Eran poco más de las nueve de la mañana cuando llegué a la redacción. El director aún no estaba y me dijeron que le esperara. No llegó hasta las 11 y no me recibió hasta las 12. Hablé con él poco más de diez minutos hasta que entró en su despacho el redactor jefe diciendo que había pasado no me acuerdo qué en no me acuerdo dónde, así que me pidió que volviese al día siguiente y ya me presentaría a mis futuros compañeros.

Como un «déjà vu», a la mañana siguiente volvió a sonar el despertador a las 7.30 de la mañana e hice el mismo camino del día anterior. 200 metros caminando hasta la boca de metro de Lavapiés, cuatro paradas hasta Plaza de España y otros tantos metros a pie hasta la redacción. Y en Sol, volvió a subirse ella . Esta vez con unos vaqueros, zapatos de tacón no muy alto y una camiseta roja con algo de escote. «Lee rápido», pensé, porque había cambiado el libro del día anterior por uno mucho más fino . «Papel mojado» de J.J. Millás. Ese sí que no lo conocía. Volví a fijarme en ella. Pasaba las hojas como si tuvieran letras en vez de palabras y en los dos minutos que había entre Sol y Callao se había leído seis páginas.

Llegué a la redacción y ese día sí me presentaron a mis compañeros. Era el único becario de un periódico que nunca tenía becarios, así que todos entendían por qué estaba allí. Juan, mi supervisor, un hombre de unos 45 años, también lo sabía y no me recibió de muy buenas formas.

- ¿Ves la habitación de allí al fondo? - me preguntó señalando al final del pasillo

- Sí

- Es la cafetería. Apréndete bien el camino porque vas a llevar muchos cafés

Sonreí. Pensaba que no hablaba en serio, aunque no tenía mucha pinta de estar de broma. Y no lo estaba. Aquella fue mi dinámica durante los tres meses que iba a tener por delante. Llevar cafés, hacer alguna que otra fotocopia y guardar cosas en cajas . Se mudaban de oficina y algo me hacía creer que me tocaría hacer de mozo. No me equivoqué.

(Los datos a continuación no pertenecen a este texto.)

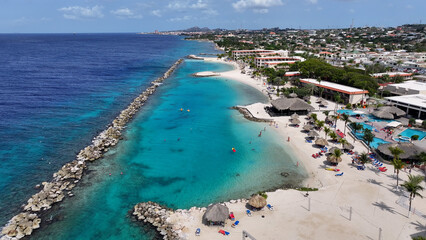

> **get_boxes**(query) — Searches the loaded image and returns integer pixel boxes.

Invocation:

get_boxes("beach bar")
[270,97,314,116]
[300,78,368,104]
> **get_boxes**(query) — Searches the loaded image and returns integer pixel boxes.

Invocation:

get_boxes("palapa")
[315,138,328,146]
[308,130,319,138]
[303,124,314,131]
[378,106,405,117]
[203,203,229,223]
[290,118,300,124]
[377,142,422,159]
[249,194,266,208]
[320,101,328,106]
[271,98,315,111]
[328,147,339,155]
[343,143,354,150]
[290,113,299,118]
[373,111,395,119]
[288,93,297,98]
[327,154,342,163]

Aquel día volví sin mucho ánimo a casa, pero me levanté al día siguiente con ganas de más. Llámenme masoquista o soñador, pero no perdía la esperanza de que me dejasen hacer algo útil alguna vez. Me puse otra vez delante de mis cuatro paradas de metro y en Sol volvió a aparecer ella. Misma hora, mismo vagón y mismo asiento, pero distinto libro . «El año en que me enamoré de todas». Me hizo gracia el título y creo que se dio cuenta porque levantó la mirada y me devolvió la sonrisa justo antes de levantarse y bajarse en Callao.

Así cada mañana, de lunes a viernes, me despertaba con más ganas de coger el metro que de ir a trabajar . Solo por ver a aquella chica entrar en el vagón, sentarse delante de mí con sus gafitas y empezar a leer. Las semanas pasaban y yo me obsesionaba más y más con ella , viéndola cada día con un libro diferente, con esa medio sonrisa que se le dibujaba en los labios al pasar una página, ese gesto fruncido cuando no entendía algo y esa emoción que se adivinaba en los ojos cuando se acercaba a las últimas páginas.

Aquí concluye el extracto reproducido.